The senior international economics major explores the relationship between contraceptive use and women’s decision-making power in Indonesia.
Name: Michaela J. Fogarty '19
Major: International Economics
Minor: Policy Studies
Faculty mentor: Steve DeLoach, professor of economics and chair of the Department of Economics
Title of research: Impacts of Contraception on Women’s Decision-Making Power in Indonesia
Increasing access to contraception has the potential to empower women and improve the economic standing of families across the globe. Many researchers have explored the impacts of contraception on families and the determinants of women’s level of empowerment, but little scholarship exists on their direct relationship. This paper explores the impacts of contraceptive use on women’s empowerment, measured by an index of women’s household decision-making power. Panel data from three rounds of the Indonesian Family Life Survey is used to run multiple regressions with household fixed effects. Results suggest that women who use contraception have input on two additional types of household decisions, compared to women who do not use contraception. Types include decisions on food expenditure, children’s education, and time the wife spends socializing. Though additional research is necessary to prove causation and further understand this relationship, these preliminary findings support that use of contraception increases women's decision-making power in their households.
In other words:
When women in Indonesia use contraception, they gain decision-making power in their households. Access to contraception empowers women.

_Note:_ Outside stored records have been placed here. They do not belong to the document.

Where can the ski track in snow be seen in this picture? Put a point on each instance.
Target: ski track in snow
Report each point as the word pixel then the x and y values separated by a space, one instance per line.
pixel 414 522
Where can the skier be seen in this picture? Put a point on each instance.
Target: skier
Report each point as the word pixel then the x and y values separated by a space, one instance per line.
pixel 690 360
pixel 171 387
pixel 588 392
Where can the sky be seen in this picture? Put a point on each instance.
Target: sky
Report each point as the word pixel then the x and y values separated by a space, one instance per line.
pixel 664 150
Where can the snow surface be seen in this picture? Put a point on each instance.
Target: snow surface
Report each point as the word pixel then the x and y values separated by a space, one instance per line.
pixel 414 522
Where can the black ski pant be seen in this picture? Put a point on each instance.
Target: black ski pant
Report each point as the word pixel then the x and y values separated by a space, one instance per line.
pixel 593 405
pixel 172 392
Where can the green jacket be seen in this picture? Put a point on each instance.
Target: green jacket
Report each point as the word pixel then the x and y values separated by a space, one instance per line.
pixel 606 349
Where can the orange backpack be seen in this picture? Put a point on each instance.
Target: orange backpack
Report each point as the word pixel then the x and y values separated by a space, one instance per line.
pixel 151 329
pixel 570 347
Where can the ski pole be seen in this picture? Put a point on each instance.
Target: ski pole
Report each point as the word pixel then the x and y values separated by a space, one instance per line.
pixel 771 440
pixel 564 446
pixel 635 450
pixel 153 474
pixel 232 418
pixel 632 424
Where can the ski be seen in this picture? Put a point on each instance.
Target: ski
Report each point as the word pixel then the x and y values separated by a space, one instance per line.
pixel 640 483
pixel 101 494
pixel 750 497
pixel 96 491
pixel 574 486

Explanation of study/potential impact of findings:
These findings provide a quantitative link between women’s empowerment and contraception, which can be used to support the expansion of programs that provide contraception and information about family planning. Contraception should be considered in international initiatives to empower women. Past research has established that increasing access to contraception decreases fertility rates and increases women’s educational attainment; this research provides evidence that contraception may also lead to further empowerment of women.

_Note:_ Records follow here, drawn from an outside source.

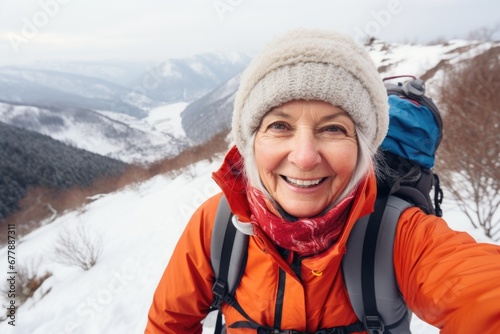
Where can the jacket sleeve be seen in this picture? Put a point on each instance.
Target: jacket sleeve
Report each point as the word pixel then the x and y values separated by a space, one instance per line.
pixel 184 293
pixel 446 277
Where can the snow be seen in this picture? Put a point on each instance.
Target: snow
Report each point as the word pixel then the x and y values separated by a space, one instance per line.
pixel 141 224
pixel 139 227
pixel 168 119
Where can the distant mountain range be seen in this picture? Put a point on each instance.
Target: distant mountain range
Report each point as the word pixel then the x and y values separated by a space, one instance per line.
pixel 428 62
pixel 29 159
pixel 115 109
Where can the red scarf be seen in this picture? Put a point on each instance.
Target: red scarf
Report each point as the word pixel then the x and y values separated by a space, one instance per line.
pixel 305 236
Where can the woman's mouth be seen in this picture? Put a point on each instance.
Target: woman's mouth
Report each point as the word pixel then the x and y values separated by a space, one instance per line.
pixel 303 183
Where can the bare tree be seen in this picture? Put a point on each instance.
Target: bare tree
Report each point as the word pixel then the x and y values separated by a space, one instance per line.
pixel 469 156
pixel 77 247
pixel 27 280
pixel 485 34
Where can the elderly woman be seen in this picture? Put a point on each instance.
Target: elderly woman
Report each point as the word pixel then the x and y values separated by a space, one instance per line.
pixel 309 116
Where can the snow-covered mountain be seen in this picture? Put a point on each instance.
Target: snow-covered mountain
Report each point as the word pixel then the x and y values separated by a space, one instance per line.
pixel 57 89
pixel 107 133
pixel 425 61
pixel 87 105
pixel 188 79
pixel 139 227
pixel 119 72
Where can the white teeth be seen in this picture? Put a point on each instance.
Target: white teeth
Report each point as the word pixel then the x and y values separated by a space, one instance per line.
pixel 303 183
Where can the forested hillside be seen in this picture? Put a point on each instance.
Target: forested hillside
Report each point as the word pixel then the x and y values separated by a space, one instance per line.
pixel 30 159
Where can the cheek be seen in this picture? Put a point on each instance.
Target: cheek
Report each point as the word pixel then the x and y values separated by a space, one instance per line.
pixel 267 158
pixel 344 160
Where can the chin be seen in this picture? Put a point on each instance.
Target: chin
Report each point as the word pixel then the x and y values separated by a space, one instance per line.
pixel 300 211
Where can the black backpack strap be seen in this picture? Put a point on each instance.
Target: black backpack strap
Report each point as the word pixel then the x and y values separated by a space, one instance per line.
pixel 368 270
pixel 228 254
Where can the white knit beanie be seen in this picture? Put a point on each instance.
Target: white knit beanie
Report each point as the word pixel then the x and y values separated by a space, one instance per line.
pixel 312 65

Why did you pick this topic? How did you get started?
Throughout my college career, I’ve been interested in research on women’s empowerment and the role of women in the world economy. While interning at the Planned Parenthood Federation of America, I heard patient stories about how contraception and family planning services change the lives of women around the world. I wanted to explore the quantitative impacts of contraception in developing parts of the world. My coursework in economics and public health helped prepare me to explore existing data from Indonesia and create a research question.
How has your mentor impacted you/your research process?
Dr. DeLoach has supported me through every step of the research process – crafting my research question, finding data, writing code, interpreting results, communicating my findings, and preparing for presentations and publication. He encouraged me to create a thesis that I am proud to submit to journals for publication. I am grateful for the support I received from him and all the economics faculty.